Arapça kökenli bir sözcük olan “sahhaf” kitap alım satımı yapan esnaflara verilen isimdir. Türkçede halk arasında ise genellikle “sahaf” olarak kullanılır. İstanbul’un tarihi ve kültürel dokusunda önemli bir yeri olan Kapalıçarşı, Osmanlı döneminde Cağaloğlu’ndan Fatih semtine kadar uzanan bir geçit yeri ve kendine özgü bir merkez niteliği taşıyordu. 15. ve 16. yüzyıllarda, medrese öğrencilerinin Fatih ve Bayezid gibi büyük camilere yakın yerlerde kitap alıp sattıkları ve sahaflığın kısa zamanda meslek haline geldiği biliniyor. Kapalıçarşı’nın yapımı 1460’larda tamamlandıktan sonra, sahaflara da burada yer gösterildi. Ancak zaman içinde o sokakta kitapçılar yerine halıcılar bulunmaya başladı.
Kapalıçarşı’da bütün dükkânlar dua ile açılır, dua ile kapanırdı ve her lonca ve esnaf grubu birbirine bağlıydı. Sahafların piri olarak kabul edilen Basralı Abdullah Yetimi, ilk kitapçı olarak bilinir. 17. yüzyılın sonlarında Fransa Elçiliği’nde görevli olan A. Galland, Kapalıçarşı’da birçok yazma kitapla ilgilendi ve elçi ve Fransa kralı adına satın aldı. Bu değerli yazmalar günümüzde Fransız Milli Kitaplığı’nda bulunuyor.
1894’teki büyük İstanbul depreminde çarşının özellikle sahafların bulunduğu bölümü hasar gördü ve onarımı zaman aldı. Bu süreçte birçok kitapçı Kapalıçarşı’dan ayrılmak zorunda kaldı. O dönemde şimdiki sahaflar çarşısı yerine fesçilerin barakaları bulunmaktaydı. Ancak sahaflar, Kapalıçarşı’dan ayrılarak birer-ikişer bu barakalara yerleşmeye başladılar.
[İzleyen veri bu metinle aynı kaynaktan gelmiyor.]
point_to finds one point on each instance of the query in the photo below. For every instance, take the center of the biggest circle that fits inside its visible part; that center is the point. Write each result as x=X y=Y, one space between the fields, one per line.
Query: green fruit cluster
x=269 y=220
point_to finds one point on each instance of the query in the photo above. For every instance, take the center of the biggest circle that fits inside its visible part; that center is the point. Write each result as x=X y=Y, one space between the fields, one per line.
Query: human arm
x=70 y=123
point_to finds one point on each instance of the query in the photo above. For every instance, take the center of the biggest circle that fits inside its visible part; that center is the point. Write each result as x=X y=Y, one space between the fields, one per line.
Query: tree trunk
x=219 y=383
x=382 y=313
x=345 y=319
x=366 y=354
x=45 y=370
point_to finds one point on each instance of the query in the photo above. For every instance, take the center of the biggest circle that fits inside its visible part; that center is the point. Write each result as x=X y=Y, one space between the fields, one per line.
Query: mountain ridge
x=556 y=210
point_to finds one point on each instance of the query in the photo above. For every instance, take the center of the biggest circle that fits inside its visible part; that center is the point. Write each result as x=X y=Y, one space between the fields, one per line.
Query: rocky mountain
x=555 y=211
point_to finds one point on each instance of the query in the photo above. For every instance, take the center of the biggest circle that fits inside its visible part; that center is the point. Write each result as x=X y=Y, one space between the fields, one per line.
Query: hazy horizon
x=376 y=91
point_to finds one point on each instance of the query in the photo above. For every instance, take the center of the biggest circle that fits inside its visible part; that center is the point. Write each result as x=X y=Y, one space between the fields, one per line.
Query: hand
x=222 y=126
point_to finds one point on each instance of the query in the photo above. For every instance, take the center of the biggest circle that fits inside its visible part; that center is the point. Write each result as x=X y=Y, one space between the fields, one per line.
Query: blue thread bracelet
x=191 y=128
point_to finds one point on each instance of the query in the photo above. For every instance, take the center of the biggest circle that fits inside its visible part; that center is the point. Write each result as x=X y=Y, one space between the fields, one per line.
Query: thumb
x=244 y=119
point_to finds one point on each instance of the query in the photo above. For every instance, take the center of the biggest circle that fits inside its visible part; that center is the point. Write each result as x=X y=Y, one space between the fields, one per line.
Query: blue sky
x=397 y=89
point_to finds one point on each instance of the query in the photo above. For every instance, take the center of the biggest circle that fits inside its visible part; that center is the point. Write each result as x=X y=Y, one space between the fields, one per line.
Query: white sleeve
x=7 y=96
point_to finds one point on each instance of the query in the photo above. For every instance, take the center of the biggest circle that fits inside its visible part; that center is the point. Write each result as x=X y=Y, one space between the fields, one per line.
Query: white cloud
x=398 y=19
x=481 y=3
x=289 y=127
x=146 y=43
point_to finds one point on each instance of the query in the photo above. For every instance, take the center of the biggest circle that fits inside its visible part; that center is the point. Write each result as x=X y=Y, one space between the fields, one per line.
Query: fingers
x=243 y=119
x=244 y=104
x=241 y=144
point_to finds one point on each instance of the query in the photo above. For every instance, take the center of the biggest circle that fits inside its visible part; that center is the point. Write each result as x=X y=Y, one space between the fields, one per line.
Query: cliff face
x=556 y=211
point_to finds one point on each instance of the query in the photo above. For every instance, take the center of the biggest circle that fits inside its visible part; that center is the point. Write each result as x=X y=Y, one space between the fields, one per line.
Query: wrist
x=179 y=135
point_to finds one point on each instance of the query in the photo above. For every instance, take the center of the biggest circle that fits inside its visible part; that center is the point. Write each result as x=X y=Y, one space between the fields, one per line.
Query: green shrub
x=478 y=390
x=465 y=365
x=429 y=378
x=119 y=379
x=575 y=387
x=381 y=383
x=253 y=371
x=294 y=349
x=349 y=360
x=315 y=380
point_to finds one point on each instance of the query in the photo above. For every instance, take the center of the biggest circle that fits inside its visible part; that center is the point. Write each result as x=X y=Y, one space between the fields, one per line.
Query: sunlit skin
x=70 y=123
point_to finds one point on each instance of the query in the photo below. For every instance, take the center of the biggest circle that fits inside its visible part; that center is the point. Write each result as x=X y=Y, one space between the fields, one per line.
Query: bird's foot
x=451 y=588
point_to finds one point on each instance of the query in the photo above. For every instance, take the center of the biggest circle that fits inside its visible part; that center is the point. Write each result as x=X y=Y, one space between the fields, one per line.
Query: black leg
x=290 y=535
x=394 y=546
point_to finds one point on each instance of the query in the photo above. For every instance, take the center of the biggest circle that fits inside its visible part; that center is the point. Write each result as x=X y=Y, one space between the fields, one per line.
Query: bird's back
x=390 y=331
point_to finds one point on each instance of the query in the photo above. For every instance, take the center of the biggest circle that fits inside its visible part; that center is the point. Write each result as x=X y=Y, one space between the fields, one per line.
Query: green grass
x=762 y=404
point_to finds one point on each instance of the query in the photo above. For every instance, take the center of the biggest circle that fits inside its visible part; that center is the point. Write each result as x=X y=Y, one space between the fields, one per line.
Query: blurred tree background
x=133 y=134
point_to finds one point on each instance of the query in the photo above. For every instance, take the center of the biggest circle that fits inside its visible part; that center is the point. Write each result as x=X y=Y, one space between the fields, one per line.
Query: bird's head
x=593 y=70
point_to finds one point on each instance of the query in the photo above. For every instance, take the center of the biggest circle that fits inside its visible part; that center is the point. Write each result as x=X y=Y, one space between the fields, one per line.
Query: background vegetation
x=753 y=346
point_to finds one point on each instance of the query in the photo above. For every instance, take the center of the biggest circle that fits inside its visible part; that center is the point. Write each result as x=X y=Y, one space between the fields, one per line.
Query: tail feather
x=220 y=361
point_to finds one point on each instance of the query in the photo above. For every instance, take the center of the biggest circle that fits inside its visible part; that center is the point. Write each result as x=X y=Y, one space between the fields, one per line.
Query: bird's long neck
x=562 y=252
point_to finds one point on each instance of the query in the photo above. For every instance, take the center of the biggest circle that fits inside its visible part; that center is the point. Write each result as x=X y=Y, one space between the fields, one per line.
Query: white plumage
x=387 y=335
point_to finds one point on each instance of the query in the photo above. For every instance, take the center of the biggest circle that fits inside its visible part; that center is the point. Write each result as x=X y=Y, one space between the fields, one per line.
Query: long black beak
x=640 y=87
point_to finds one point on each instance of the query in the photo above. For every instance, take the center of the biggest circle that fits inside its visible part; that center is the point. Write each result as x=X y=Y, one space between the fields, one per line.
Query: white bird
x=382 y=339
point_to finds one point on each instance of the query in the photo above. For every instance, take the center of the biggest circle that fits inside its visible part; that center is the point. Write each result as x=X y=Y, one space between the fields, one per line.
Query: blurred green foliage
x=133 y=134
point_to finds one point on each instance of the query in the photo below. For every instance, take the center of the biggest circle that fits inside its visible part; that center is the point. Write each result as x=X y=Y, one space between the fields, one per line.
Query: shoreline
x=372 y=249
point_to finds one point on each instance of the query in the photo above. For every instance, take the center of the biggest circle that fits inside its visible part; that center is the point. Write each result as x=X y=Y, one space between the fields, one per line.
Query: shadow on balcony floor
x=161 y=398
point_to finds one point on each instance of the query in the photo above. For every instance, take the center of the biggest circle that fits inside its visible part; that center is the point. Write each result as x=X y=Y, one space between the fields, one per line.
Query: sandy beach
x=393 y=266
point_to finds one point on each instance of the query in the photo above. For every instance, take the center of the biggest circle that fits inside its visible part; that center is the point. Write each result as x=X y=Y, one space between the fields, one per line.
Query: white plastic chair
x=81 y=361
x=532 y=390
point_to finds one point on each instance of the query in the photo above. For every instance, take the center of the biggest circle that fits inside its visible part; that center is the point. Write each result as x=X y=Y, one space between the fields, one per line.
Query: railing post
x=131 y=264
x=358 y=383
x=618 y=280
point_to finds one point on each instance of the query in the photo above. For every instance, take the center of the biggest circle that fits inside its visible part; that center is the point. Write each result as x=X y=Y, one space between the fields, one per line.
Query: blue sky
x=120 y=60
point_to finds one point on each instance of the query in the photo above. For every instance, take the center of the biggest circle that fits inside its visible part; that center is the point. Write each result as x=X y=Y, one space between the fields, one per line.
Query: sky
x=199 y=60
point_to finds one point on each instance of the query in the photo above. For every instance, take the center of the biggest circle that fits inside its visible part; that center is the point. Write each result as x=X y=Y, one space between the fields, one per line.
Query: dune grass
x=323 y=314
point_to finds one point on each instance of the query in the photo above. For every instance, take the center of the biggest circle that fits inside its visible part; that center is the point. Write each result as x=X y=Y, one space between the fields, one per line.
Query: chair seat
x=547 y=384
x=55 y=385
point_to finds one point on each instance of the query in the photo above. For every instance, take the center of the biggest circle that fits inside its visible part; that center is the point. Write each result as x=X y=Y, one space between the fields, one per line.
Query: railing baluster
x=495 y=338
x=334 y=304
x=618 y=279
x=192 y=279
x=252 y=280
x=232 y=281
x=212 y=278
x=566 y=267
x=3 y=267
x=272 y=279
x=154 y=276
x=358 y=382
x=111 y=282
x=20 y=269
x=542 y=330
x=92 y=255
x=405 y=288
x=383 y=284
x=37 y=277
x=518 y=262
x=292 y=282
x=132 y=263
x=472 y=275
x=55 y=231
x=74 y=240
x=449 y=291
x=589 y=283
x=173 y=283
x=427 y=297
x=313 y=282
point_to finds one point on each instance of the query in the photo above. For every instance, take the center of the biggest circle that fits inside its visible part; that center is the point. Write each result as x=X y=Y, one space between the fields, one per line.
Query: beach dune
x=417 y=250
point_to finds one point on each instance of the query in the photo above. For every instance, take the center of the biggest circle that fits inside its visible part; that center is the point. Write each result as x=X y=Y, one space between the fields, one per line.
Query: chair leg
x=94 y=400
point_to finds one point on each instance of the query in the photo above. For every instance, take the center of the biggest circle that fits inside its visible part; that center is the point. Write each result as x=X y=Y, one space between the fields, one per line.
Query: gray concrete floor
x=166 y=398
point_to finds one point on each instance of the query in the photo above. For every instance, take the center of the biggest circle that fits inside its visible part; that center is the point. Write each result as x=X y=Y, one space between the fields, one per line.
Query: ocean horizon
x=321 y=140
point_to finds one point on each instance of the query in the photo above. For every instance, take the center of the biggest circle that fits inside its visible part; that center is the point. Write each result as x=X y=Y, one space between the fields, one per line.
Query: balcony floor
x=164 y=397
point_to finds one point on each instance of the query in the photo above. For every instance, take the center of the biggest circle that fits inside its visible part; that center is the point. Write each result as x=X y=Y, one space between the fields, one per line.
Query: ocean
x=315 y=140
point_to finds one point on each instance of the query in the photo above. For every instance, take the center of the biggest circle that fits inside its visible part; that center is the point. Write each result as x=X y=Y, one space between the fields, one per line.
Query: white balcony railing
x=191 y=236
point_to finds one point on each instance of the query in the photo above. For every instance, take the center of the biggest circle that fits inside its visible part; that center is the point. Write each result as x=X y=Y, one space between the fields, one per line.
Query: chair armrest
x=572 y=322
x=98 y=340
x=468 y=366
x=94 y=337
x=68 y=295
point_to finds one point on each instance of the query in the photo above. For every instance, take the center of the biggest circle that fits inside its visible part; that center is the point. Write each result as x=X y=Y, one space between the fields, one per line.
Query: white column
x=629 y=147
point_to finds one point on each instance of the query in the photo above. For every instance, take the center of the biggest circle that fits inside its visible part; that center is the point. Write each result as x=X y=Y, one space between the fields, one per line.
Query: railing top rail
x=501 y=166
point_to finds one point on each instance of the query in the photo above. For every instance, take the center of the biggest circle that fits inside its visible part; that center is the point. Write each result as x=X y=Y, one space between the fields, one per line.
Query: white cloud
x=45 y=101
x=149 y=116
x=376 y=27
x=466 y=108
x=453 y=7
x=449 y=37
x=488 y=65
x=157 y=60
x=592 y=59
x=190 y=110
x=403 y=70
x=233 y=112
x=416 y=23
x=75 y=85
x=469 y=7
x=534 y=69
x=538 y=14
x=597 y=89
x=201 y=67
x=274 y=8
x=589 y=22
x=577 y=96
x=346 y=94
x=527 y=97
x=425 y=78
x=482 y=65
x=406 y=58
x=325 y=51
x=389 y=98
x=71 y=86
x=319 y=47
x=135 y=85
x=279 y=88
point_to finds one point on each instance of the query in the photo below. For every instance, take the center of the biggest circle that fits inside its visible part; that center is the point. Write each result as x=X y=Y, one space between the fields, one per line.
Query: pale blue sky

Sahafların sayısı gittikçe arttı ve burası “Sahaflar Çarşısı” adını almaya hak kazandı. 1950’de önemli bir yangın geçiren çarşı, belediye tarafından istimlak edilerek yanmayan yerleri de yıkıldı ve sahaflar Bayazid Camii’nin geniş avlusunda yer buldu. Yanan çarşı yeniden yapılandırıldı ve dükkânlar 1952 yılında sahaflara kiralandı.